La constitutionnalisation de la loi de 1905 de séparation des Eglises et de l’Etat

Dans son discours du Bourget dimanche dernier, le candidat socialiste, François Hollande a proposé de « constitutionnaliser » la loi du 9 décembre 1905 de séparation des Eglises et de l’Etat, ou, plus exactement, si nous avons bien comrpis, des deux premiers articles : 

 

 « La République assure la liberté de conscience. Elle garantit le libre exercice des cultes sous les seules restrictions édictées ci-après dans l’intérêt de l’ordre public »

 

« La République ne reconnaît, ne salarie ni ne subventionne aucun culte.
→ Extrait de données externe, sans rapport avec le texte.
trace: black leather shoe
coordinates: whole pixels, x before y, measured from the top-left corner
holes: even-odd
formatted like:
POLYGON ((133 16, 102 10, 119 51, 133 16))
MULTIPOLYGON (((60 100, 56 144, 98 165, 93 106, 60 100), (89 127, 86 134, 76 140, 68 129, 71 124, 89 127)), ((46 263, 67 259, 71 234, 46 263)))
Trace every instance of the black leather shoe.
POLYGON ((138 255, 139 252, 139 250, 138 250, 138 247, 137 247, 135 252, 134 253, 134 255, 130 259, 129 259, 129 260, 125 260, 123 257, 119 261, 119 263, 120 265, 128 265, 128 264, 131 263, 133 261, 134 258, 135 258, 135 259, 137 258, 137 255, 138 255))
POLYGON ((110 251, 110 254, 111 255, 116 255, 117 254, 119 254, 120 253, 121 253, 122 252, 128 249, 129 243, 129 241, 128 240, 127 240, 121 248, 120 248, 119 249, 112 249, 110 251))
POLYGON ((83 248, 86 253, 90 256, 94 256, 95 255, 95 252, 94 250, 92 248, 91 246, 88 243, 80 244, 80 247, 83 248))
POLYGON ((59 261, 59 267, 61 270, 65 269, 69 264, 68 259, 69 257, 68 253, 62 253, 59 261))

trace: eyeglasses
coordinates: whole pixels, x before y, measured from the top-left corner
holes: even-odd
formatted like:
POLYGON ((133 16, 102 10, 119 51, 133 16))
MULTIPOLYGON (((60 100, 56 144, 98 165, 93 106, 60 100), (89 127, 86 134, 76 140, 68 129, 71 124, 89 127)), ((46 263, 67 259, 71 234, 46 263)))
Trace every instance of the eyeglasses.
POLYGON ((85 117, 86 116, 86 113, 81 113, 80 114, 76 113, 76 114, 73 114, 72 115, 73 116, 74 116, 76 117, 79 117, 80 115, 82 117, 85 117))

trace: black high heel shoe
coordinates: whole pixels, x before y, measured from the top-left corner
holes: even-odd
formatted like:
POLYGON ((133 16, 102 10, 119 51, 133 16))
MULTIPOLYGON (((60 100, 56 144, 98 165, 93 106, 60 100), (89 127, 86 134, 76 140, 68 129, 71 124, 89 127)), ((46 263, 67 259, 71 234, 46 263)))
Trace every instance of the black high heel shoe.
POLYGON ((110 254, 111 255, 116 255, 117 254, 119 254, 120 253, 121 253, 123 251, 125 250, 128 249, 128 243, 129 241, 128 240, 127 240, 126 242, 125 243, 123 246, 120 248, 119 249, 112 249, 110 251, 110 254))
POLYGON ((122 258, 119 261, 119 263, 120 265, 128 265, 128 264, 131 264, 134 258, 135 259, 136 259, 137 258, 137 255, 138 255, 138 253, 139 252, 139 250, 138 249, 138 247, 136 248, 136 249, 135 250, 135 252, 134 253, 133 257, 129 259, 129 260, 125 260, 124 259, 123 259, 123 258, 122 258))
En conséquence, à partir du 1er  janvier qui suivra la promulgation de la présente loi, seront supprimées des budgets de l’Etat, des départements et des communes, toutes dépenses relatives à l’exercice des cultes. »

 

En effet, la loi de 1905 n’est pas applicable sur tout le territoire de la République, notamment, en Alsace-Moselle, qui demeure sous le régime Concordataire. pas plus en Polynésie, en Guyane, Mayotte… Une constitutionnalisation aurait donc pour effet d’unifier le droit, et d’interdire poartout les subentions aux cultes.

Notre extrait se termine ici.